Lapregnancy it is a special and unique moment in a woman's life, but what many women ask themselves is whether, during this period, it is possible to make long journeys, or if this can somehow harm their health or that of the child. It is therefore possible to travel during pregnancy?What precautions need to be taken? Much depends on the gestational period and the presence of risk factors. In general, we can say that most women can travel safely during pregnancy, obviously always on the advice of their doctor and taking some precautions.
- Which means to choose, car, bus, train, plane or ship?
- When can you travel?
- Long journeys by car and train
- Travel by ship
- Flying in pregnancy
- User questions and comments
Which means to choose, car, bus, train, plane or ship?
In principle, all can be fine (unless otherwise indicated by your doctor), but on long journeys it is always advisable to choose the fastest vehicle.
When can you travel?
In general, it is possible to do this for almost the entire gestational period, but it must be taken into account that, during the first trimester, the typical ailments of this period (such as nausea or fatigue) while traveling could intensify. In the third quarter, on the other hand, it could be the bulky belly that annoys when facing a trip. The second quarter, basically when you feel better, it could be the best time to travel.
Long journeys by car and train
L'cars in general, not too long trips are recommended, we could say no more than 5-6 hours, a longer trip would be decidedly too heavy, even in normal conditions. There are no particular risk factors in traveling by car, both as a driver and as a passenger.
Il traininstead, it is probably one of the most comfortable means for a pregnant woman, especially for medium-range travel. Unlike the car, where one is forced to remain stationary in a very confined space, on the train, in addition to the advantage of having more space, it also has the possibility of being able to move freely inside the wagons.
- Always undergo a clinical check-up before departure.
- Eat little and often: Carry fruit or snacks to prevent nausea.
- On the train, getting up to walk, almost every hour: it helps to avoid swelling of the lower limbs and to restore circulation.
- In the car it is important to remember to always fasten your seat belt, even in recent months. The horizontal belt should be positioned below the abdomen, so that it does not force; the transverse belt, on the other hand, should be positioned between the two breasts and around the shoulder, adjusting the seat so that it does not rub on the neck.

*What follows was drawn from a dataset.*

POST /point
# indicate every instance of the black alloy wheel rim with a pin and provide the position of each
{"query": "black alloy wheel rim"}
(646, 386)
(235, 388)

- Always try to plan stops during car journeys, so that you can move around to facilitate circulation
Travel by ship
La nave offers the same benefits as the train, and can be a type of comfortable and relaxing journey for the pregnant woman. The only real risk is that of possible nausea due to rough seas. A doctor on board is always present on public shipping lines. As for cruise ships, you have to pay attention to their regulations and limitations imposed by the companies navigation:
For Costa Cruises, Royal Caribbean and MSC Cruises, in fact, cruising is not permitted beyond the 24th week of pregnancy (on the date of landing). Upon booking, a medical certificate attesting to the woman's good health must be produced, with the presumed date of birth. Access on board could also be prevented in the event of conditions that could be dangerous for the health of the woman and the baby in the womb.
- Like on a train, always remember to get up to take a walk at least every hour to promote circulation
- Inform you of the presence of doctors on board, taking into account the fact that in most cases they are general practitioners and that you will not have adequate medical facilities available.

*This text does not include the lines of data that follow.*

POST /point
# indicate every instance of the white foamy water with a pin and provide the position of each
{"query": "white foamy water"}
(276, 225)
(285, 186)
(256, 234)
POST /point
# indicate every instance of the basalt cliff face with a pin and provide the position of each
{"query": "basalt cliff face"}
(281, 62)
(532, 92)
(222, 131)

- The advice is to always consult your doctor before departure, to check your health and verify the feasibility of the trip.
Flying in pregnancy
I travel by plane, especially during the second semester, they are not difficult for pregnant women, who can travel safely.
For most airlines the flight is allowed freely until the 36th week of gestation (in some cases up to the 28th week, always inquire with the airline); from the 36th week onwards it is necessary to bring a certificate of fitness to fly (in any case, it is always better to bring a certificate with the estimated date of delivery).

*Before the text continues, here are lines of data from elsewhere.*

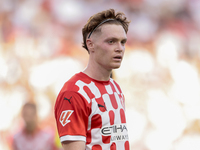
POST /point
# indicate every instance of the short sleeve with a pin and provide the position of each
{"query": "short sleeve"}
(71, 113)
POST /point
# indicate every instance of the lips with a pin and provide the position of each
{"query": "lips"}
(119, 57)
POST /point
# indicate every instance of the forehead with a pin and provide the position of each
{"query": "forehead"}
(112, 30)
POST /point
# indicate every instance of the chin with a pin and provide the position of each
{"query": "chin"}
(116, 67)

For high-risk or twin pregnancies, the certificate of fitness to fly must always be presented. During the flight, especially in cases where the journey lasts more than 4 hours, the higher risk is that of DVT syndrome (deep vein thrombosis), due to the many hours spent sitting, and which can affect more easily during pregnancy.
- Move for at least 15 minutes every hour, walking and straightening your legs, to promote circulation.
- Wear graduated compression socks (which help the circulation of the lower limbs) and comfortable shoes (possibly taking them off during the flight).
- If possible, be assigned a seat near the aisle so that you can move freely and easily go to the bathroom.
- Drink frequently, especially water, to avoid stagnation of liquids.
- Avoid carbonated and alcoholic drinks.
- Air travel may not be advisable when delivery is expected within 7 days of travel.